3. Verificação automática com a Receita Federal
Chaves Pix passam a depender de checagens de CPF/CNPJ diretamente na Receita.
Nota técnica:
Essa verificação evita contas abertas com identidades falsas — inclusive via deepfake em processos de onboarding.
4. Botão “Contestar Pix” obrigatório
O autoatendimento tornou-se obrigatório, aumentando o volume de disputas e exigindo respostas mais rápidas.
5. Opt-out para abertura de contas (dez/2025)
O cidadão poderá bloquear a criação de contas em seu nome, dificultando fraudes de identidade.
6. Novo Marco Civil — plataformas podem ser responsabilizadas
O STF determina que redes sociais, buscadores e marketplaces podem ser responsabilizados sem ordem judicial quando há omissão no combate a anúncios fraudulentos.
Nota técnica:
Esse dispositivo acelera a retirada de anúncios de golpes e aumenta o papel das big techs na prevenção.
O que o mercado precisa compreender agora
Com base no estudo da Silverguard e nas mudanças regulatórias, três eixos se tornam centrais:
1. A fraude é multicanal — não começa no Pix
Segundo o estudo:
“A maioria dos golpes nasce em redes sociais e mensagerias e se concretiza no Pix”.
Monitorar somente a transação final já não é suficiente.
2. Contas PJ são vetor crítico e exigem novo modelo de risco
CNPJs de fachada se tornaram o principal destino do dinheiro fraudado.
Análise societária, comportamento transacional e similaridade de dados precisam entrar no radar.
3. IA deve ser usada também como defesa
O estudo mostra que a Dark AI acelera e profissionaliza o crime.
Instituições precisam incorporar IA para:
- detectar assinaturas comportamentais
- identificar deepfakes
- analisar múltiplos sinais (multissinal)
- monitorar cadeias de transações
Conclusão:
Os dados apresentados pela Silverguard mostram que o risco digital brasileiro entrou, de fato, em outra fase.
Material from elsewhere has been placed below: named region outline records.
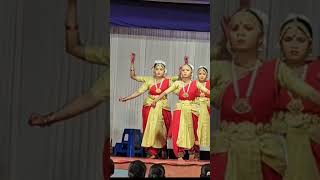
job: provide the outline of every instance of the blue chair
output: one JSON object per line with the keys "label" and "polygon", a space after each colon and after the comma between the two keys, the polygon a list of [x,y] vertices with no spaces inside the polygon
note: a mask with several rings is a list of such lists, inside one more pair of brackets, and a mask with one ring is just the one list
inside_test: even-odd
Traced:
{"label": "blue chair", "polygon": [[125,153],[127,157],[135,157],[135,155],[143,156],[142,133],[140,129],[124,129],[122,134],[122,142],[116,143],[114,155]]}

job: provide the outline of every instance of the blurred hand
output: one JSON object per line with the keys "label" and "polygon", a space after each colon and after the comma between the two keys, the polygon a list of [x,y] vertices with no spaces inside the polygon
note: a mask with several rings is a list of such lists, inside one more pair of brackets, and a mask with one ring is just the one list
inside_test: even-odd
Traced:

Não se trata apenas da evolução dos golpes, mas da mudança estrutural da forma como eles são concebidos, executados e distribuídos.
Quando tecnologia, engenharia social e estruturas empresariais passam a operar de maneira integrada, o risco deixa de ser um evento e passa a ser um sistema.
Para quem atua em riscos, segurança e compliance, essa realidade reforça um ponto essencial: não estamos diante de um problema de ferramenta, mas de arquitetura.
E arquiteturas só mudam com visão estratégica — não com respostas reativas.
A análise do estudo deixa claro que o setor financeiro terá de avançar em três direções inevitáveis:
- Profissionalizar a governança, para transformar decisões em rotina e não apenas em reação.
- Evoluir a inteligência digital, porque o adversário já opera com velocidade algorítmica.
- Assumir uma postura sistêmica, compreendendo que nenhum ator — banco, fintech, plataforma ou regulador — resolverá esse problema sozinho.
Em risco, maturidade não é eliminar o problema.
É reconhecer o cenário, antecipar movimentos e responder com consistência.
O Brasil está entrando em um novo capítulo da sua jornada digital.
E os players que entenderem essa dinâmica primeiro não serão apenas os mais seguros — serão os que permanecerão relevantes nos próximos anos.